Puak Tulur adalah suku yang mendiami wilayah Sendawar (Kutai Barat). Suku ini mendirikan Kerajaan Sendawar di Kutai Barat dengan Rajanya yang terkenal Aji Tulur Jejangkat. Mereka berpencar meninggalkan tanah aslinya dan membentuk kelompok suku masing-masing yang sekarang dikenal sebagai suku Dayak Tunjung dan Benuaq (Ohong dan Bentian).
Puak Pahu adalah suku yang mendiami wilayah Sungai Kedang Pahu. Suku ini tersebar di Kecamatan Muara Pahu dan sekitarnya. Puak ini merupakan keturunan Dayak Benuaq.
Puak Melanti adalah masyarakat yang mendiami wilayah pesisir. Mereka merupakan puak termuda di antara puak-puak Kutai. Di dalam masyarakat ini telah terjadi percampuran antara suku Kutai asli yaitu Dayak, dengan suku pendatang yakni Banjar, Jawa, dan Melayu.

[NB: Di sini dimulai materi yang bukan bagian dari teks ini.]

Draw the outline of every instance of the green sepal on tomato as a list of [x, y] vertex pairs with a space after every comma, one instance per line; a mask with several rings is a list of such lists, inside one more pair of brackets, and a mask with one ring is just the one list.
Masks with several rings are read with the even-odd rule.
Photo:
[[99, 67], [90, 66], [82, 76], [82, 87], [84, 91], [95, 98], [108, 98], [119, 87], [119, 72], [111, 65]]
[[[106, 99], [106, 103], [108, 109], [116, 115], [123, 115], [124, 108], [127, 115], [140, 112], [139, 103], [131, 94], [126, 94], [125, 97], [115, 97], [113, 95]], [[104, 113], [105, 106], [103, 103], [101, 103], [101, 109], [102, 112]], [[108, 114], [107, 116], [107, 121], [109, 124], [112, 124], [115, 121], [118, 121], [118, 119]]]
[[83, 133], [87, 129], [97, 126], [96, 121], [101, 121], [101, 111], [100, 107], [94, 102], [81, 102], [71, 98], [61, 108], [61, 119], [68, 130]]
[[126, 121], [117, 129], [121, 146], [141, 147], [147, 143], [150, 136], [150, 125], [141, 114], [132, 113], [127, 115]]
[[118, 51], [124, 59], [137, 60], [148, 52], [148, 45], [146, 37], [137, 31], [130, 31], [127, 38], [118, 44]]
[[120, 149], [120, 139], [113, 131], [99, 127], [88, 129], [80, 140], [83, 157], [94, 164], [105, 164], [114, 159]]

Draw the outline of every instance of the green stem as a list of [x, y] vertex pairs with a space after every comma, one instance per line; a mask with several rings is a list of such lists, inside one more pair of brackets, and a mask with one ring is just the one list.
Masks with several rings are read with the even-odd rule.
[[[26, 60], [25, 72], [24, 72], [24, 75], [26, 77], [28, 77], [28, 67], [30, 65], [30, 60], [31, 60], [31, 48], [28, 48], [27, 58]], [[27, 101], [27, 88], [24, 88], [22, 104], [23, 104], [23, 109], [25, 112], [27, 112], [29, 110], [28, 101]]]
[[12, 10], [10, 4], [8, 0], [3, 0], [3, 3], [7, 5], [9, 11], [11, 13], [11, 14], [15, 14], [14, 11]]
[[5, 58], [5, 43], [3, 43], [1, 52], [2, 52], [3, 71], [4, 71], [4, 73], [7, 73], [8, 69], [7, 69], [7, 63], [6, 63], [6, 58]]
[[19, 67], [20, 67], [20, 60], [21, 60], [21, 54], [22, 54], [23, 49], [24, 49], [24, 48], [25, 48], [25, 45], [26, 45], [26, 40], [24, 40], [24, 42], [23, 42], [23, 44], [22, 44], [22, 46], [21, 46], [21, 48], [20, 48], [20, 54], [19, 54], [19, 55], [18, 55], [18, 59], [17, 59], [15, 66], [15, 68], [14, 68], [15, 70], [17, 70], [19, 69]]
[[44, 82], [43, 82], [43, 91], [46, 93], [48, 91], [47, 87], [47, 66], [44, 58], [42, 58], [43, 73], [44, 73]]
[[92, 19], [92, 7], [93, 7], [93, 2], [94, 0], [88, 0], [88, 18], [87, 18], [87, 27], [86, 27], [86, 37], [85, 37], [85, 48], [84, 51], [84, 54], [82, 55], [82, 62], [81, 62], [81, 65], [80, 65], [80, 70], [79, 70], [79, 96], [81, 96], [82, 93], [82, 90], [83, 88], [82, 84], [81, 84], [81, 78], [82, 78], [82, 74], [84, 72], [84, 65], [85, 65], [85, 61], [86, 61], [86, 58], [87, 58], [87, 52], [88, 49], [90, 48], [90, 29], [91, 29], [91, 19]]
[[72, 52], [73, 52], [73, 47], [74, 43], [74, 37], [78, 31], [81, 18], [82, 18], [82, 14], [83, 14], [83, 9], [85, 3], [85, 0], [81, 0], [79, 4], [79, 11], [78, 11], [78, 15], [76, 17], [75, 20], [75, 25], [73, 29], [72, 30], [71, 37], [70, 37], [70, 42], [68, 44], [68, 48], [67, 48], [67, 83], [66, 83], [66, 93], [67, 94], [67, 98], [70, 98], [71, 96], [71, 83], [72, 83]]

Masa selanjutnya Puak Pantun, Punang, Pahu, dan Melanti berkembang menjadi suku Kutai yang memiliki bahasa yang mirip namun berbeda dialek. Sedangkan sebagian Puak Sendawar yang tidak berasimilasi dengan pendatang akhirnya hidup di pedalaman, oleh peneliti Belanda disebut dengan istilah orang Dayak.
Saat ini suku atau orang Kutai dibedakan dengan orang-orang Dayak lain karena umumnya memeluk Islam. Mereka sering disebut Halok atau Haloq (sebutan untuk suku Dayak atau suku asli Tanah Kutai yang keluar dari adat/budaya/kepercayaan nenek moyang), untuk membedakannya dengan orang Dayak yang belum memeluk Islam.
Pada masa sekarang orang Kutai umumnya memeluk Islam. Sisa-sisa Hindu masih terlihat dalam berbagai upacara daur hidup, misalnya upacara naik ayun, pemberian nama bayi, dan pengobatan tradisional.
Adat-istiadat lama Suku Kutai memiliki beberapa kesamaan dengan adat-istiadat suku-suku rumpun Ot Danum (khususnya Tunjung-Benuaq), misalnya Erau (upacara adat yang paling meriah berawal dari abad ke-12), belian (upacara tarian penyembuhan penyakit), serta mantra-mantra dan ilmu gaib. Adat-adat tersebut dimiliki oleh Suku Kutai dan Suku Dayak. Suku Kutai asli akan menyebut Suku Dayak dengan istilah Densanak Tuha yang artinya Saudara Tua karena masih satu leluhur. [DS]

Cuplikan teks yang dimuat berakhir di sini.